I have taken pains to post this policy in each of the Korean forums.  No other Moderator has done this in their area, to my knowledge.  My hope is that, though some of us only look at one forum ever, everyone who visits the Korean forums will see this sticky, review the policy, and know where to look.

 I encourage everyone to take a good look around all the forums at MartialTalk as there is so much excellent information and discussion all over this site.

 It is wise, also, to keep oneself abreast of policy changes and familiarize oneself with the Terms and Conditions, scan the help forums, etcetera, to make the most of one's use of this medium.

 Thank you for your concern, Mr. Rosenburg.  Hopefully I have addressed this issue sufficiently.


----------



## Bob Hubbard (Mar 14, 2005)

American HKD said:
			
		

> Greetings,
> 
> I think this will hurt people posting "events" if they cant do it in thier specific systems forum.
> 
> Many people generally only looks in the forum of thier system regularly.

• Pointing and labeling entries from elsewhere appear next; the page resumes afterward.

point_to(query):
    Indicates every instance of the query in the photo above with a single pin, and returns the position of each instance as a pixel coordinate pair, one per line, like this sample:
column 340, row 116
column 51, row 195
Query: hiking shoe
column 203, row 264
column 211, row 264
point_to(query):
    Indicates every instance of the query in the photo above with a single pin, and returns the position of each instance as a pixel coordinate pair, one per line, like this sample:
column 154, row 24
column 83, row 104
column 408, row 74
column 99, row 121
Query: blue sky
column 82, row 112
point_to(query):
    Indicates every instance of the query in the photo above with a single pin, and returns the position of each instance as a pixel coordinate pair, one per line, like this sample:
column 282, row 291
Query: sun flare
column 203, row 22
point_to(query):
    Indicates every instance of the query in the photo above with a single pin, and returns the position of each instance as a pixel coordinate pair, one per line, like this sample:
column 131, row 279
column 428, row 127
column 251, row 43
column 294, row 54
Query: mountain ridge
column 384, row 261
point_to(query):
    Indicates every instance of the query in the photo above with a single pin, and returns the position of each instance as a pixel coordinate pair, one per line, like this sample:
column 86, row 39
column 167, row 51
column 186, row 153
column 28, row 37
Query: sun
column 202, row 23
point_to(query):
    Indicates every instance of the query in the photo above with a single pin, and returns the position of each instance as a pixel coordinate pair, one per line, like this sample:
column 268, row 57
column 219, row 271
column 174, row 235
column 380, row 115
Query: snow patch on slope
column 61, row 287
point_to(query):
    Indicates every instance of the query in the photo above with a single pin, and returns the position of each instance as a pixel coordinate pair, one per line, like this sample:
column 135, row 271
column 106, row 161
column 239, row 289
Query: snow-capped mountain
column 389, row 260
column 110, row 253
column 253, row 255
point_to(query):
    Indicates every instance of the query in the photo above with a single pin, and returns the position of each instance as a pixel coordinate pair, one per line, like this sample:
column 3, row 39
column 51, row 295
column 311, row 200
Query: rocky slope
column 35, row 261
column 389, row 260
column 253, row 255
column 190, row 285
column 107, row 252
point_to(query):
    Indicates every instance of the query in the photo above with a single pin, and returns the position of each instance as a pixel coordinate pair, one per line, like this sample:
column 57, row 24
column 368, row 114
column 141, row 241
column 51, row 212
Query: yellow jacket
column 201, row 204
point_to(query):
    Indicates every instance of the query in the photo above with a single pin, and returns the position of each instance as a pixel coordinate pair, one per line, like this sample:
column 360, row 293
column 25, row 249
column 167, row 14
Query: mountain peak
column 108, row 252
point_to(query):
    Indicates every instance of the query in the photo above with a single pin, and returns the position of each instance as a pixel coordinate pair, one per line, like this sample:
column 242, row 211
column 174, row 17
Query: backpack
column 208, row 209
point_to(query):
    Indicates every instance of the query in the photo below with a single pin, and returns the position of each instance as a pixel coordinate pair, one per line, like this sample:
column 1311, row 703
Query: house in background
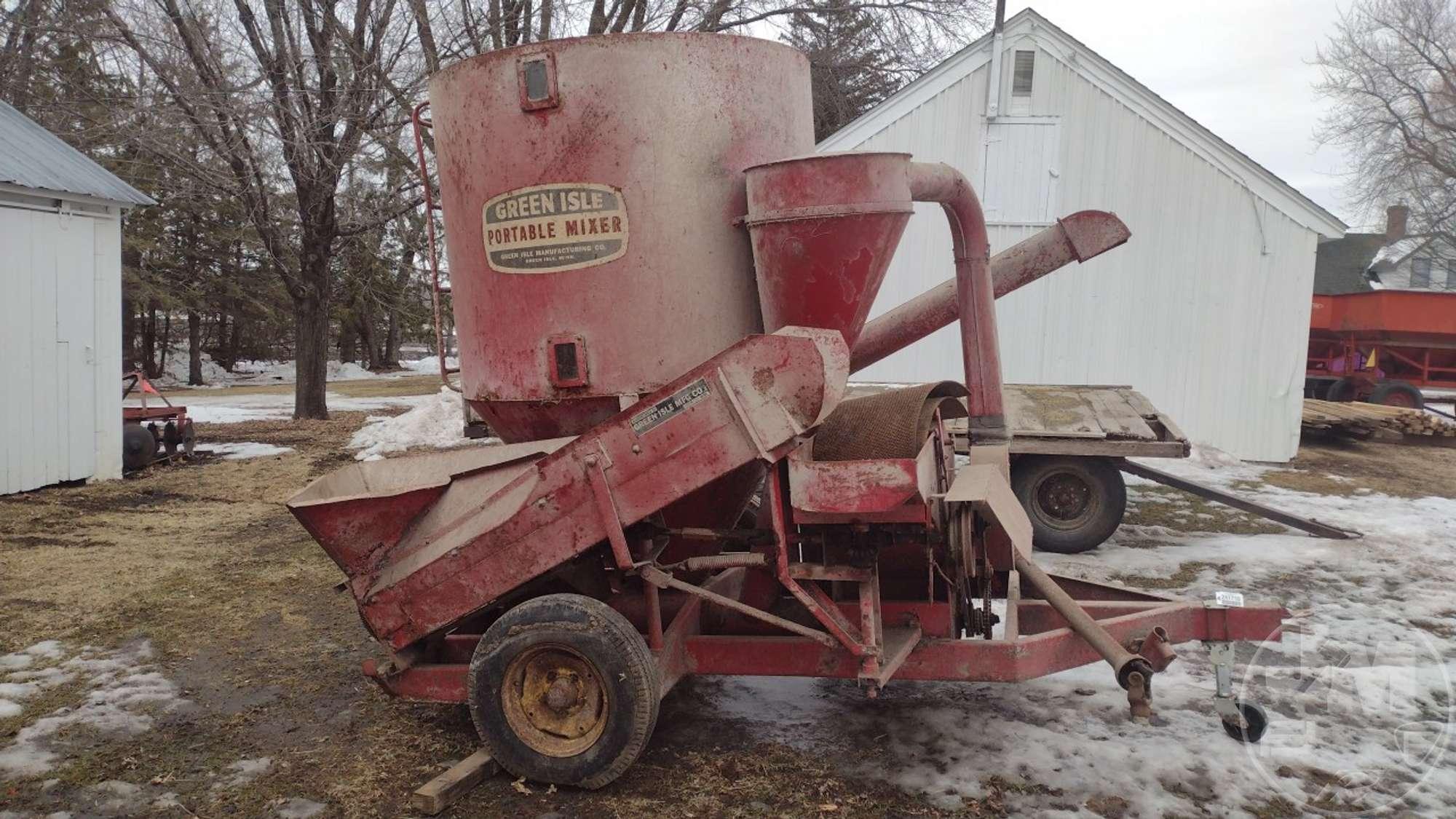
column 1343, row 266
column 1206, row 309
column 1417, row 263
column 60, row 314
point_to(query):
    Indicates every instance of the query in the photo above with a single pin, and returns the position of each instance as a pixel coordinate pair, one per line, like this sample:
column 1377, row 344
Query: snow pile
column 120, row 687
column 247, row 449
column 244, row 771
column 436, row 422
column 430, row 365
column 206, row 408
column 175, row 369
column 299, row 807
column 1359, row 692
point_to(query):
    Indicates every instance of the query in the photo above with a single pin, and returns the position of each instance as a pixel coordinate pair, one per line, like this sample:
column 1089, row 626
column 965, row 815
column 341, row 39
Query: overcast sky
column 1240, row 68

 They can post it in their arts sections.  They must however be either a supporting member, and active regular member or a paid advertiser.  (Full info at the link SheSulsa posted) 

 We've had too many cases where people only sign up to post events and links, and do little else.  

 We want MartialTalk to be the leading source of serious martial arts content. Not another spam-soaked link farm.  Theres enough of those out there as it is.  :asian:


----------



## American HKD (Mar 14, 2005)

Kaith Rustaz said:
			
		

> They can post it in their arts sections. They must however be either a supporting member, and active regular member or a paid advertiser. (Full info at the link SheSulsa posted)
> 
> We've had too many cases where people only sign up to post events and links, and do little else.
> 
> We want MartialTalk to be the leading source of serious martial arts content. Not another spam-soaked link farm. Theres enough of those out there as it is. :asian:


I'm an active member with over the 330 posts, clearly over the required limit, however Shesulsa removed my post from the Hapkido forum?????

I PMed her about it, but she said check the rules??????

Please put my post back if I meet the rules.


----------



## Bob Hubbard (Mar 14, 2005)

Mr. Rosenberg, 
  The policy posted was the final of several revisions we had discussed. (The limit for non-supporting members was originally set at 500).  I apologize for my communications hiccup. I've copied your event notice back into the Hapkido forum.

:asian:


----------



## American HKD (Mar 15, 2005)

Kaith Rustaz said:
			
		

> Mr. Rosenberg,
> The policy posted was the final of several revisions we had discussed. (The limit for non-supporting members was originally set at 500). I apologize for my communications hiccup. I've copied your event notice back into the Hapkido forum.
> 
> :asian:


Thank You!


----------



## iron_ox (Mar 15, 2005)

Kaith Rustaz said:
			
		

> They can post it in their arts sections.  They must however be either a supporting member, and active regular member or a paid advertiser.  (Full info at the link SheSulsa posted)
> 
> We've had too many cases where people only sign up to post events and links, and do little else.
> 
> We want MartialTalk to be the leading source of serious martial arts content. Not another spam-soaked link farm.  Theres enough of those out there as it is.  :asian:




BRAVO!!!!!!!


----------